I did it - I moved in with my 87 year old Dad and lived away from my husband (we live in Ireland, Dad was in the UK) - initially to help Dad recover from a hip replacement, but then he had a fall, had a leg amputated, was diagnosed with dementia and prostate cancer - and I ended up living there full time - eventually not being able to go out at all (for the last 2 years of Dad's life, he died when he was 91), because Dad couldn't be left alone. This was with a 4 x a day carer regime - he needed two people to operate a hoist to move him for toileting and to prevent pressure sores etc.
If I had known - going in to this - how things would progress, then I personally would still have chosen to be there - but that doesn't mean it would be the right decision for you - and I'm telling you this because I just want you to be aware of how the situation could develop, and what a profound effect it could have on your life.
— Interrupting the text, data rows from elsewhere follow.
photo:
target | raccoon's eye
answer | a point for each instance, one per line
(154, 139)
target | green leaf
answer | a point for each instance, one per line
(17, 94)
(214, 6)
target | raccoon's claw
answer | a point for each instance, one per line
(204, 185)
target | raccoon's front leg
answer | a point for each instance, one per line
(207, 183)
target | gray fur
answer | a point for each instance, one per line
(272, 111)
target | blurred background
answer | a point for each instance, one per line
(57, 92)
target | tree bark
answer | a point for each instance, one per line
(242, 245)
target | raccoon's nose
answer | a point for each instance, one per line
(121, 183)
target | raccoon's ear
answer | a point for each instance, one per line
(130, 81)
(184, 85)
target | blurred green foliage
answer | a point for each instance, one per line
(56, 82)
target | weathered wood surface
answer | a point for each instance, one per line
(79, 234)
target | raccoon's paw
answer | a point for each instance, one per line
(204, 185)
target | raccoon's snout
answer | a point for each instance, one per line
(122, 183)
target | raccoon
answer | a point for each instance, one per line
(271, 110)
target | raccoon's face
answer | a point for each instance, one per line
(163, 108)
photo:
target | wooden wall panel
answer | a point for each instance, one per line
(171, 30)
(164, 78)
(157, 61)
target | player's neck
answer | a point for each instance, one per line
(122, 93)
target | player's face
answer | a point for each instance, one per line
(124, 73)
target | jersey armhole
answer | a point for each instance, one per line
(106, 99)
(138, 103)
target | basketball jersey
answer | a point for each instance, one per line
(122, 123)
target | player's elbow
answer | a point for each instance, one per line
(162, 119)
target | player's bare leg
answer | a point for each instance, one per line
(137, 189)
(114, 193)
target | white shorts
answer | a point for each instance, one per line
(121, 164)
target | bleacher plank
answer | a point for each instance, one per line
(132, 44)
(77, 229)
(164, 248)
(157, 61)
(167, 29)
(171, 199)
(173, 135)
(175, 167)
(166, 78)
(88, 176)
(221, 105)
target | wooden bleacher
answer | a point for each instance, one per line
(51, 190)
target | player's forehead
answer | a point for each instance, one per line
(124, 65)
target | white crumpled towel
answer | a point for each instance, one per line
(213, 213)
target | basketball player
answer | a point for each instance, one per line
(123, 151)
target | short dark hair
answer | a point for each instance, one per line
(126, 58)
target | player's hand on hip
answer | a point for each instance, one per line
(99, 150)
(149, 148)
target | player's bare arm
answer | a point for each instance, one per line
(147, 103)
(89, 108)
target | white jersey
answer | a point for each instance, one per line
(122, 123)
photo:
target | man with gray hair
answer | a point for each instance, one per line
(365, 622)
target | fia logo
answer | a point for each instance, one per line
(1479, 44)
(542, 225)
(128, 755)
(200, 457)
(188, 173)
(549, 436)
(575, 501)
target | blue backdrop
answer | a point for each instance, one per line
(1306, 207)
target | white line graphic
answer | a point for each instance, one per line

There is/was no respite care available - I was more or less left to get on with it. There was no consideration of my mental health (luckily I'm fairly resilient) nor physical health (I got an exercise bike as I couldn't leave Dad's flat without arranging for a 'dadsitter' - far and few between). You start to feel totally insignificant, and it's difficult not to begin to resent your loved one for the position you find yourself in. It wasn't Dad's fault though, and I managed to keep that at the front of my mind throughout - which was a struggle at times, in all honesty.
Your future may differ from my past, of course - but don't go into this thinking that there will be support available for you - there won't be. Having said that, those years with Dad are precious to me - I am proud to have enabled his desire to stay at home, we had some laughs, we got to know each other (even with his dementia, he was still very much Dad), and I felt I'd given back in some way for all the support he'd given me over the years. My husband was amazingly supportive - and I think our relationship has deepened as a result.
So, that's my story, anyway - I'm not giving you advice, just a bit of insight into how it could be. I wish you all the best with your decision - I know it's not easy.